Beatriz sighed. “Later. If you don’t mind, I desperately want a shower. And a few hours of sleep.”

“You must be burnt.” I reached up to grasp her hand as she got up. “Maybe see EMITU for the backache and the throat?”

She shook her head. “Sleep will fix me. I’d rather not be fuzzy.” She bent to whisper, “You’re staying awake?” I nodded. “Good. Don’t let him go out again, okay?”

“I won’t.”

She hurried off to her room for privacy, maybe to sob in relief in the shower that we’d survived this challenge. She wouldn’t want me to see that, much less Nadim.

I wanted to feel victorious. It was like winning the Olympic gold in space hurdles, only there would be no fancy ceremony, no medals. Our only reward was currently performing some kind of self-inventory, with little purrs of curiosity.

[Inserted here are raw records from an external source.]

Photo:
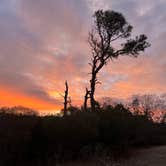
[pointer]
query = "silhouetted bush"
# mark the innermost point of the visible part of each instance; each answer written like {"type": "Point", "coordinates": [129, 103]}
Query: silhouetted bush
{"type": "Point", "coordinates": [43, 140]}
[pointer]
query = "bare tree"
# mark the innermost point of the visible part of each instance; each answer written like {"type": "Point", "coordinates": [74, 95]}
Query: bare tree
{"type": "Point", "coordinates": [87, 96]}
{"type": "Point", "coordinates": [109, 27]}
{"type": "Point", "coordinates": [66, 98]}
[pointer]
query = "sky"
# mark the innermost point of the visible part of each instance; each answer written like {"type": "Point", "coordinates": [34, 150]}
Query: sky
{"type": "Point", "coordinates": [43, 43]}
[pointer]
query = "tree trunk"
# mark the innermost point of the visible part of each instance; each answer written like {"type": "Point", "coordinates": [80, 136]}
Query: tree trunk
{"type": "Point", "coordinates": [92, 92]}
{"type": "Point", "coordinates": [66, 99]}
{"type": "Point", "coordinates": [86, 99]}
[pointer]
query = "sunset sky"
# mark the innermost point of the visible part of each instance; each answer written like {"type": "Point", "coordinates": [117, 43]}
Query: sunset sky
{"type": "Point", "coordinates": [44, 42]}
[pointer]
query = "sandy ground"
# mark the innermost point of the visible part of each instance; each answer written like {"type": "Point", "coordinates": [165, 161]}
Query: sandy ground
{"type": "Point", "coordinates": [146, 157]}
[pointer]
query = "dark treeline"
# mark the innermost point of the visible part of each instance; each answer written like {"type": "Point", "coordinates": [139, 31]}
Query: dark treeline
{"type": "Point", "coordinates": [33, 140]}
{"type": "Point", "coordinates": [28, 139]}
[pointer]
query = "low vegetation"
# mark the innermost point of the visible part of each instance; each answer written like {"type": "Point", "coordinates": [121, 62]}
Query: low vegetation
{"type": "Point", "coordinates": [109, 131]}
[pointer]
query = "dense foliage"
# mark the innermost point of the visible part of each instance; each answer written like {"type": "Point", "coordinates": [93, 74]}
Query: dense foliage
{"type": "Point", "coordinates": [27, 139]}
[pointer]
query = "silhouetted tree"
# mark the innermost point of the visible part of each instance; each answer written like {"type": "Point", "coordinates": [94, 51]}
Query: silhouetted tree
{"type": "Point", "coordinates": [66, 98]}
{"type": "Point", "coordinates": [87, 96]}
{"type": "Point", "coordinates": [109, 27]}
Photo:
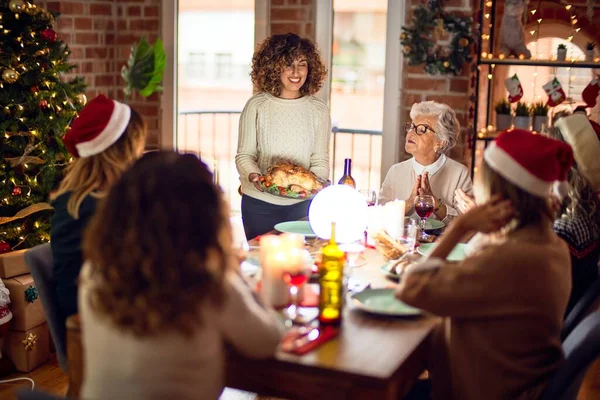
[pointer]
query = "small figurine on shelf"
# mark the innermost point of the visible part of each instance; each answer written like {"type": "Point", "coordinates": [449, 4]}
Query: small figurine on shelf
{"type": "Point", "coordinates": [561, 52]}
{"type": "Point", "coordinates": [503, 117]}
{"type": "Point", "coordinates": [512, 32]}
{"type": "Point", "coordinates": [589, 51]}
{"type": "Point", "coordinates": [540, 115]}
{"type": "Point", "coordinates": [522, 116]}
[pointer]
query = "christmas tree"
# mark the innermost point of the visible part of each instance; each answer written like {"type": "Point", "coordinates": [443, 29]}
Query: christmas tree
{"type": "Point", "coordinates": [37, 105]}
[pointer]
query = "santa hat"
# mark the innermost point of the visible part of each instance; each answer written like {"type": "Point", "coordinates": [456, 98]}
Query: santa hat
{"type": "Point", "coordinates": [584, 136]}
{"type": "Point", "coordinates": [99, 125]}
{"type": "Point", "coordinates": [535, 163]}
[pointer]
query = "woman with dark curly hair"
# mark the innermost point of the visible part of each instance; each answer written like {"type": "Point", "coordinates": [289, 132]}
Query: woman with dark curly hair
{"type": "Point", "coordinates": [159, 292]}
{"type": "Point", "coordinates": [283, 122]}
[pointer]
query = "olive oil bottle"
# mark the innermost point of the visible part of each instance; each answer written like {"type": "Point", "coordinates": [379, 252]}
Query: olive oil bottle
{"type": "Point", "coordinates": [331, 282]}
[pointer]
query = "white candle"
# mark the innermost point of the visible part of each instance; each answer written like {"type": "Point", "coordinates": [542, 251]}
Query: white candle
{"type": "Point", "coordinates": [394, 218]}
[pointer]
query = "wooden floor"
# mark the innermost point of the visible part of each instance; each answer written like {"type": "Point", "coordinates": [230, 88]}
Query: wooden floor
{"type": "Point", "coordinates": [50, 378]}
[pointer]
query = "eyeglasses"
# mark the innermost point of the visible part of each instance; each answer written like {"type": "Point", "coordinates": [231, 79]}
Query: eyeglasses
{"type": "Point", "coordinates": [419, 129]}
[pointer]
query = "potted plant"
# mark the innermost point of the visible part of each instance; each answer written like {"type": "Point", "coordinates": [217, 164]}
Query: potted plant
{"type": "Point", "coordinates": [540, 115]}
{"type": "Point", "coordinates": [503, 117]}
{"type": "Point", "coordinates": [522, 116]}
{"type": "Point", "coordinates": [589, 51]}
{"type": "Point", "coordinates": [561, 52]}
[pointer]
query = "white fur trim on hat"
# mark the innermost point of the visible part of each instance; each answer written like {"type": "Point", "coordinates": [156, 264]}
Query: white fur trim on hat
{"type": "Point", "coordinates": [514, 172]}
{"type": "Point", "coordinates": [117, 123]}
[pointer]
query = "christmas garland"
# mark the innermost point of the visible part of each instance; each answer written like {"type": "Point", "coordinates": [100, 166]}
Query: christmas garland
{"type": "Point", "coordinates": [419, 47]}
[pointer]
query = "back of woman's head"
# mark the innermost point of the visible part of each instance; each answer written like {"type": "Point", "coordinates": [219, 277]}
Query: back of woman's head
{"type": "Point", "coordinates": [159, 246]}
{"type": "Point", "coordinates": [94, 174]}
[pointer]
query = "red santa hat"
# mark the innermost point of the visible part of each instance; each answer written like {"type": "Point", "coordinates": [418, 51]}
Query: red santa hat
{"type": "Point", "coordinates": [99, 125]}
{"type": "Point", "coordinates": [584, 136]}
{"type": "Point", "coordinates": [535, 163]}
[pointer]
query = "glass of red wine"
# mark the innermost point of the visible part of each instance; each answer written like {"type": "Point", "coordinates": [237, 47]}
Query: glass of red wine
{"type": "Point", "coordinates": [424, 206]}
{"type": "Point", "coordinates": [296, 275]}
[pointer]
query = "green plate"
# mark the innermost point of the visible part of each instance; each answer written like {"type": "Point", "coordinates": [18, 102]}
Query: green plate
{"type": "Point", "coordinates": [301, 227]}
{"type": "Point", "coordinates": [382, 302]}
{"type": "Point", "coordinates": [457, 254]}
{"type": "Point", "coordinates": [433, 225]}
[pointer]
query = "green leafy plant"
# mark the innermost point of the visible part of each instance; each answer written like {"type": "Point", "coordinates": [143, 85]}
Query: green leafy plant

“Fascinating,” Nadim said.

“What is?”

“I can dark run now.” Together, those words made no particular sense, though I understood each of them separately.

“Which means?” I studied the damage I’d done to my feet. Blood trickled from the splits in the skin between my toes. Ow.

“I told you that I go into deep sleep—dark sleep—unexpectedly.”

“Which is why you need the alarm, which by the way doesn’t do a damn thing until it’s installed.”

“Yes,” he said, and sounded chagrined. “I’m aware of that. I never thought I would need it on the Tour. That was my error.”

“Pretty sure it was our error.”

“Yes.” There was something both warm and regretful in that word. “That’s true. And we must be careful.”

“You were saying . . . ?”

“Dark sleep is a natural process that allows our bodies to rapidly develop and mature. It’s similar to a . . . human growth spurt, but normally, we control it and enter that stasis when it’s safe.”

As analogies went, it wasn’t bad. “So what does ‘dark run’ do?” Sounds ominous.

“I can vanish from sensors. Hide myself.”

“You have a stealth mode? Cool. But . . . you feel conflicted about it?” His ambivalence whistled through me, jarring as a train signal that just wouldn’t stop.